Gili Yalo è un falascia etiope-israeliano. Spieghiamo brevemente: è nato a Gondar, in Etiopia, e quando aveva quattro anni è stato portato a Tel Aviv grazie all'Operazione Mosè, una drammatica iniziativa del Mossad che nel 1984 trasferì circa 8000 etiopi di religione ebraica dall'Etiopia a Israele attraverso il Sudan, causando una mezza strage (fame e malattia falcidiarono un gran numero di profughi). Giunti a tel Aviv, gli “ebrei neri” (che secondo alcuni sono i discendenti di una delle 12 tribù d'Egitto) hanno avuto non poche difficoltà nel trovare spazio in una società tecnologica e moderna come quella israeliana.

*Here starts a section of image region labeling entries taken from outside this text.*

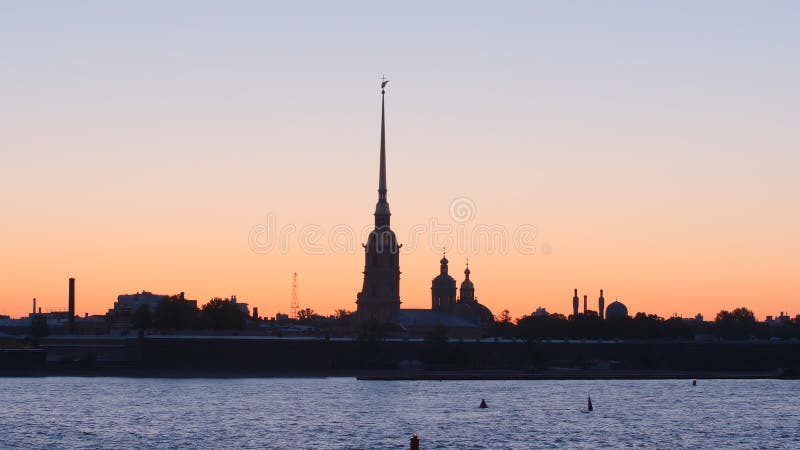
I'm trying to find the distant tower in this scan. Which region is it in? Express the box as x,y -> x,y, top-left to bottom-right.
356,79 -> 401,323
67,278 -> 75,334
597,289 -> 606,320
458,262 -> 476,302
572,289 -> 581,319
431,256 -> 456,313
291,272 -> 300,319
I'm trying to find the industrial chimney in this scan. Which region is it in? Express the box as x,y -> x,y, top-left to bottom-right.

La musica di Gili Yalo, già voce dei Zvuloon Dub System, parte dal ricordo di quell'esodo e dal recupero di quelle radici, qui rappresentate dall'uso dell'antica lingua amarica e dalle sonorità tipiche dell'ormai noto ethio-jazz. “Tadese” è una vera e propria matrice del jazz etiope canonizzato da Mulatu Astatke, Hailu MergiaTlahoun Gèssèssè, che esplode nell'esclamazione liberatoria di “Fire” (“There is another pack of us / We want to break these vanity walls”). Il linguaggio di Yalo non è però solo etiope, ma prevedibilmente cosmopolita e transculturale: “Hot Shot” è in sostanza un omaggio al reggae nella sua concezione universalistica di stampo Marleyano, “City Life” è un rock solido e lineare, “Coffee” rispolvera le istanze “in levare” dei Tinariwen più "occidentalizzati” e “Africa” corre il rischio di scivolare del mondialismo poliritmico tanto amato dall'Europa francofona. Ma è dove le radici riemergono prepotenti dal passato che la forza di questa musica dalle mille storie e dalle mie nazionalità trova slancio e definizione: “Selam” è un funk debordante arricchito da tastiere psichedeliche e voci femminili, “Sab Sam” è un rock desertico definitivo e totalmente “black”, come una “Superstition” trapiantata nel caldo torrido e spietato di un campo profughi del Sudan.